The Arkansas Court of Appeals ruled in favor of solar power Wednesday, generally backing net-metering decisions and favoring solar developers.
It was another shot in a bitter battle among solar companies, utilities including the Arkansas Electric Cooperative Corp. and Petit Jean Electric Cooperative of Clinton, and the Arkansas Public Service Commission.
The opinion, in brief:
- Upheld Arkansas “net metering” rate structure, the means by which solar energy customers receive the full retail rate for excess energy they return to the electric grid
- Reversed the authority of utilities to impose a “grid charge” to net metering customers
- Clarified net metering requirements in a way that made it easier to both approve small solar systems and to aggregate smaller solar systems.
The appeal had challenged the PSC’s approval of a 1-to-1 rate for power solar customers put back onto the grid, equal to the rate utilities charge for delivering power to retail customers.
The appeals court decision, a majority ruling written by Judge Phillip T. Whiteaker, upheld the higher rate for solar customers and rejected an argument by the Petit Jean cooperative that communications between PSC Chairman Ted Thomas and a Petit Jean consultant amounted to injudicious interference that should have disqualified him from ruling.
The PSC handed down the net metering ruling in June 2020, deciding a four-year case over what utilities should pay for the power that private solar panels put onto the grid. It decided against lowering compensation, which had been set to match the retail price.
That ruling led to the appeal; Thomas had been accused of bias in 2019.
Thomas has generally been regarded as a solar power supporter, and in fact was named the Arkansas Advanced Energy Association’s Ron Bell Advanced Energy Leadership Award winner for his contributions to renewable power.
More: Read the appeals ruling here.
The appeals ruling found that Thomas’ “misplaced effort to urge Petit Jean’s compliance with the Commission’s orders in the tariff docket” did not amount to a conversation on matters “outside the official record” and did not require him to recuse himself from the net metering docket.
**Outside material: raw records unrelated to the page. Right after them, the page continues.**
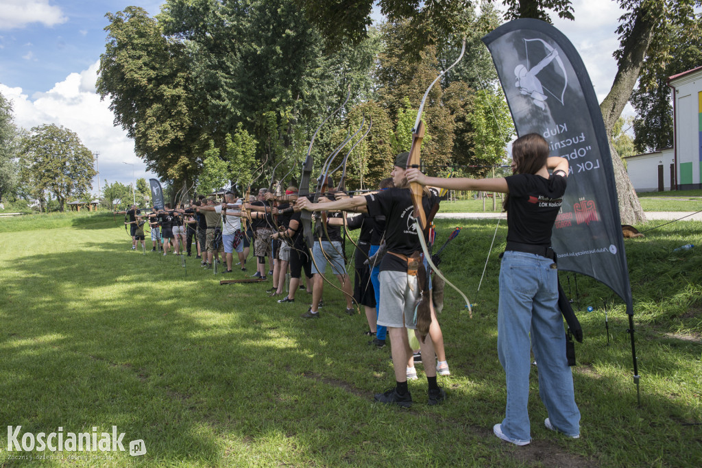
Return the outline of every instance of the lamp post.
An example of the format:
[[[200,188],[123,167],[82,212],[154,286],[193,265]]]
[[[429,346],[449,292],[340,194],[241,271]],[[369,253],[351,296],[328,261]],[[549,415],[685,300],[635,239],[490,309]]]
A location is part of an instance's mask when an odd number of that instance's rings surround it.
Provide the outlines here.
[[[134,163],[127,163],[123,161],[122,163],[128,164],[132,166],[132,196],[133,198],[133,201],[136,205],[136,181],[134,179]]]

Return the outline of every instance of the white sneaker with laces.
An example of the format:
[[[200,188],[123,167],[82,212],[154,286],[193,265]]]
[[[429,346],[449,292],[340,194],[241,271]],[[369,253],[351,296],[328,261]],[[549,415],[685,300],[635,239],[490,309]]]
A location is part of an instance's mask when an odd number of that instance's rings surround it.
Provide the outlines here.
[[[524,441],[519,439],[510,439],[504,434],[502,432],[502,424],[496,424],[492,427],[492,432],[495,433],[495,435],[501,439],[502,440],[509,442],[510,443],[514,443],[515,446],[526,446],[531,442],[531,439],[528,441]]]

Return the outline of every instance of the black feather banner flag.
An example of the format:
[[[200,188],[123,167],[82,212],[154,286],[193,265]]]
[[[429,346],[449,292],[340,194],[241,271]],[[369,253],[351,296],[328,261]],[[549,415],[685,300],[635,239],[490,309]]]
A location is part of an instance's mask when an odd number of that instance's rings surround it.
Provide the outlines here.
[[[482,41],[517,135],[538,133],[551,156],[569,159],[568,186],[551,239],[558,269],[591,276],[624,300],[638,388],[631,286],[611,155],[583,60],[562,32],[538,20],[510,21]]]
[[[157,179],[149,179],[149,185],[151,186],[152,206],[155,206],[157,210],[163,210],[164,191],[161,188],[161,182]]]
The appeals ruling also favored Scenic Hill Solar of Little Rock, led by former Lt. Gov. Bill Halter, on allowable sizes for solar generating facilities. The PSC was beyond its statutory authority in regulating solar fields generating less than 1,000 kilowatts, and in setting specific standards for arrays between 1,000 and 5,000 kilowatts.
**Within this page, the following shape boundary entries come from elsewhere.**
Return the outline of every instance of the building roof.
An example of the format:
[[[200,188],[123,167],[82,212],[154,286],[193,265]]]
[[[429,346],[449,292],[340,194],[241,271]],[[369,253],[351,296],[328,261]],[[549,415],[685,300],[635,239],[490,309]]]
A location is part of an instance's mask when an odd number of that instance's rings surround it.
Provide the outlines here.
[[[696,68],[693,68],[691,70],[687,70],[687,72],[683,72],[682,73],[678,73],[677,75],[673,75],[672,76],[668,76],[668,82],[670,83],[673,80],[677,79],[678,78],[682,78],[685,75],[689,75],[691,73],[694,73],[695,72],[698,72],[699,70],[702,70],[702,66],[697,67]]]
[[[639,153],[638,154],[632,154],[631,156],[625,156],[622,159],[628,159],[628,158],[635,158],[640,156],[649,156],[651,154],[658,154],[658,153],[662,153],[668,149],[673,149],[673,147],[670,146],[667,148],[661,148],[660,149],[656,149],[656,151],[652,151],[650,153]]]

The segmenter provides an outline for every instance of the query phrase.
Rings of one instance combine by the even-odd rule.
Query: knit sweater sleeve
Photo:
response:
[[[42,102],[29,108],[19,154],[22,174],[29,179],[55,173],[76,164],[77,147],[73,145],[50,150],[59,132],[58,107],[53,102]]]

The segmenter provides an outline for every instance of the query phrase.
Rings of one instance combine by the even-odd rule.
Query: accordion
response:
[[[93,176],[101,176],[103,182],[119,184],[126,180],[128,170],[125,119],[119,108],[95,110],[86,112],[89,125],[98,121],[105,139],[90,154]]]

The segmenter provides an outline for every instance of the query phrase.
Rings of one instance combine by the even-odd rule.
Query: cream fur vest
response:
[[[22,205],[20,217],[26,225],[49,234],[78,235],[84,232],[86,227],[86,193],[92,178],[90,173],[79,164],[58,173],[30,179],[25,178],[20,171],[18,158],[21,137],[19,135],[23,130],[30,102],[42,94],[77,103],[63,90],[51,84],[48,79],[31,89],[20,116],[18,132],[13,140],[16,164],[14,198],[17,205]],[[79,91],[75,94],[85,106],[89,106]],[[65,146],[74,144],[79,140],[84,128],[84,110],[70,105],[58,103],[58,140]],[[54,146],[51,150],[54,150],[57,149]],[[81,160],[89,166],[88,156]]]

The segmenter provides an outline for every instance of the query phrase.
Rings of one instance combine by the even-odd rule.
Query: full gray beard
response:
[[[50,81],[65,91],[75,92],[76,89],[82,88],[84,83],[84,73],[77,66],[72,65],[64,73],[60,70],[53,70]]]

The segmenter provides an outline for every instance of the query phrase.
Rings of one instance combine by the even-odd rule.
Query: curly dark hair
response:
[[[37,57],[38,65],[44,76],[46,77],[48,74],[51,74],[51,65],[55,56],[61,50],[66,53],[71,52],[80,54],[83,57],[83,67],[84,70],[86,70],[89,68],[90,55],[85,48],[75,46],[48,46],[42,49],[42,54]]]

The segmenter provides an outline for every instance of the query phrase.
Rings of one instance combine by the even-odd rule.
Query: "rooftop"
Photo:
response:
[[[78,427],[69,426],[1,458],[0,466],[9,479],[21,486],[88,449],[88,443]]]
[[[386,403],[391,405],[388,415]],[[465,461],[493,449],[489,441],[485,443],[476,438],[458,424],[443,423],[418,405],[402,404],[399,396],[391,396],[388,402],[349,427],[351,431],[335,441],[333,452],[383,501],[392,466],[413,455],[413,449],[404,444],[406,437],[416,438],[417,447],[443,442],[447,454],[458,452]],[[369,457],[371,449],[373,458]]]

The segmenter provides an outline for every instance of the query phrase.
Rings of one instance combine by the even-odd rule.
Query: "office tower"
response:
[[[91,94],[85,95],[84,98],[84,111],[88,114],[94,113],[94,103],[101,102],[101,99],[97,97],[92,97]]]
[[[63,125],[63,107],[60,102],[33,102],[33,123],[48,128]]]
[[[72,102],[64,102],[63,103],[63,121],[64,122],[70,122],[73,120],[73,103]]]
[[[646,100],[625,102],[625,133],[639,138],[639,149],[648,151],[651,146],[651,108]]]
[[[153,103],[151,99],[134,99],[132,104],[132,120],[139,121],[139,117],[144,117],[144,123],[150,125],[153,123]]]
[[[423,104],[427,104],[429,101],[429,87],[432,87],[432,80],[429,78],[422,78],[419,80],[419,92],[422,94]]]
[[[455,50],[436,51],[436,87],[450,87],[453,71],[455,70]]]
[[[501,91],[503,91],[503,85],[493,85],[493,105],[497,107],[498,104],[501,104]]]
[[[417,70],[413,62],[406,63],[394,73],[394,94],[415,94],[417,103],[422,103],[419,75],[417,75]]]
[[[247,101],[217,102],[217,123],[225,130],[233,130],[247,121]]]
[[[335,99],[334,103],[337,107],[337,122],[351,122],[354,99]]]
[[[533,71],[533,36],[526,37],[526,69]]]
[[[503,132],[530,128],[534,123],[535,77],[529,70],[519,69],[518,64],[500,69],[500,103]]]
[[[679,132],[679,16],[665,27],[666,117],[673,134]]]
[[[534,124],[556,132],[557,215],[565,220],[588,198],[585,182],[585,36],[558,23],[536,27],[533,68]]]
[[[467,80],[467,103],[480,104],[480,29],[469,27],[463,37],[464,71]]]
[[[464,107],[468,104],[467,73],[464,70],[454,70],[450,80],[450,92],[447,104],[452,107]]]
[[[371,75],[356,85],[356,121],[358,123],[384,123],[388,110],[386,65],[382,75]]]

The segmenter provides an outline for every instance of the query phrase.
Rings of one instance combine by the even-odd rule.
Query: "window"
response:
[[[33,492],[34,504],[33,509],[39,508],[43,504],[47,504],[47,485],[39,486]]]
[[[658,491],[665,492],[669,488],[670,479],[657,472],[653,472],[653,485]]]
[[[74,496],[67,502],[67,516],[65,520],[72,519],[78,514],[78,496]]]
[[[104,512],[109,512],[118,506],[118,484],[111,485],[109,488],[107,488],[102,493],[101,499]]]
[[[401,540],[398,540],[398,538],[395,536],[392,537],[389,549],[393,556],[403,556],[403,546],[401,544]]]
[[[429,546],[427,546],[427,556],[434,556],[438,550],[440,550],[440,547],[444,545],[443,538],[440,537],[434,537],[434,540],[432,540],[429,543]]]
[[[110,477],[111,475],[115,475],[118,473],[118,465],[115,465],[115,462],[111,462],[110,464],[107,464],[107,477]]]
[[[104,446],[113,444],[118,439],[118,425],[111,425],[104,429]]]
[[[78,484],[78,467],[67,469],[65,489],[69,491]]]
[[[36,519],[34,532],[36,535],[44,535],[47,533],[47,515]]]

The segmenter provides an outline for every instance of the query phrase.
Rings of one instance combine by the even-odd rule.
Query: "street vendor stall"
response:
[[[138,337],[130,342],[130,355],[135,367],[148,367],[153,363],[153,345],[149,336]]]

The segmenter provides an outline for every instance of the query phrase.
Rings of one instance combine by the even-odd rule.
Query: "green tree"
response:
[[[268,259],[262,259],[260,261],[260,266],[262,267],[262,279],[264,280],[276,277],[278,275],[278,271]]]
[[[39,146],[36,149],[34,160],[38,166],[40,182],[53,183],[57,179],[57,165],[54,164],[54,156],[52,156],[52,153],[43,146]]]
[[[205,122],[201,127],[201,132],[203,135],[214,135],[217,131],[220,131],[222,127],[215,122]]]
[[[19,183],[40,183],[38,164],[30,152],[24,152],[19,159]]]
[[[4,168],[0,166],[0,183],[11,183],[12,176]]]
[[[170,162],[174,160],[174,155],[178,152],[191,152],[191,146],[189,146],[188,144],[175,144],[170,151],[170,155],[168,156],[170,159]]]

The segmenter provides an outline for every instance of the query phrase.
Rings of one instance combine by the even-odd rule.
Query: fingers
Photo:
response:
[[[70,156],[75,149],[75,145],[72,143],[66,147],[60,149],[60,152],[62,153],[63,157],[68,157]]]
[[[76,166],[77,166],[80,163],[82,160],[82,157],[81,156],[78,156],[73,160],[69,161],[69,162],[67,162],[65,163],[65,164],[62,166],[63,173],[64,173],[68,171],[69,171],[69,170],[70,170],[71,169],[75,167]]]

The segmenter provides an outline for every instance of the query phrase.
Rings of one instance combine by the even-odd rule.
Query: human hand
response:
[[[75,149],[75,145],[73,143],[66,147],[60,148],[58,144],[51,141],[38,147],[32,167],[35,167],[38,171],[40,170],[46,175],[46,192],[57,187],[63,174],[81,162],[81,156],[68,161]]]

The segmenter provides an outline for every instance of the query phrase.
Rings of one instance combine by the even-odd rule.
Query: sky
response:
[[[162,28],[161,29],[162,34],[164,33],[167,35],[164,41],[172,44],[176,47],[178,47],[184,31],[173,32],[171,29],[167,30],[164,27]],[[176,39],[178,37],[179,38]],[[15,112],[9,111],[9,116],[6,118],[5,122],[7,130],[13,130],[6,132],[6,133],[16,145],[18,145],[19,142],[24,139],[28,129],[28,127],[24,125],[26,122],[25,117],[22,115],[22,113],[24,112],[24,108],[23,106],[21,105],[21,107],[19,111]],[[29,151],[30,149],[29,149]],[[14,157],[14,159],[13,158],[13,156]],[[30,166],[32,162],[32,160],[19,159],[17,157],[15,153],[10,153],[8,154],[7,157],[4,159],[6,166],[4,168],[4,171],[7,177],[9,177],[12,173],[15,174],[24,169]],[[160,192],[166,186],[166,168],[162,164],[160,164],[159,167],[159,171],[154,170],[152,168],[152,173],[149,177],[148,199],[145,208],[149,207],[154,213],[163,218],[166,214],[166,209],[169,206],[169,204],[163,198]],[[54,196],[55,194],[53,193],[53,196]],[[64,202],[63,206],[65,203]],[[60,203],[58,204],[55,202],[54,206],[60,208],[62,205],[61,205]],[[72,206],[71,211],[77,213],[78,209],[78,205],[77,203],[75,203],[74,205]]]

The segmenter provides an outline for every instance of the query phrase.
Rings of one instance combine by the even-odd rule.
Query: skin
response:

“Scenic Hill Solar won all of our points and the co-ops lost all of theirs,” Halter told Arkansas Business in a text message. He said the ruling dismissed broad arguments that the net metering order was wrongly decided and that Thomas should have been removed from the order-making.
John T. Elkins, general counsel of Seal Solar in North Little Rock, said in a summary to company executives that “the industry won every single issue that was on appeal.” While the ruling did reverse the PSC on three issues, “all those reversals favored the industry.” Those had to do with standards on net metering system sizes, and a ruling that the commission “cannot consider cost-shifting for facilities between 1,000 kilowatts and 5,000 kilowatts.” The ruling, in Petit Jean Electric Cooperative v. Arkansas Public Service Commission also found that the commission erred in establishing a zero-dollar grid charge for net metering customers.
Environmentalists praised the ruling, including Glen Hooks, Arkansas Policy Manager for Audubon Delta, who called it “great news for Arkansas ratepayers and clean energy businesses.”
Hooks said the court confirmed that the state’s net metering rate structure is “fair and well-reasoned while also making it easier for more kinds of solar systems to be approved. “ Ultimately, he said, “this ruling means better air quality, lower electric bills, and more clean energy jobs in Arkansas.”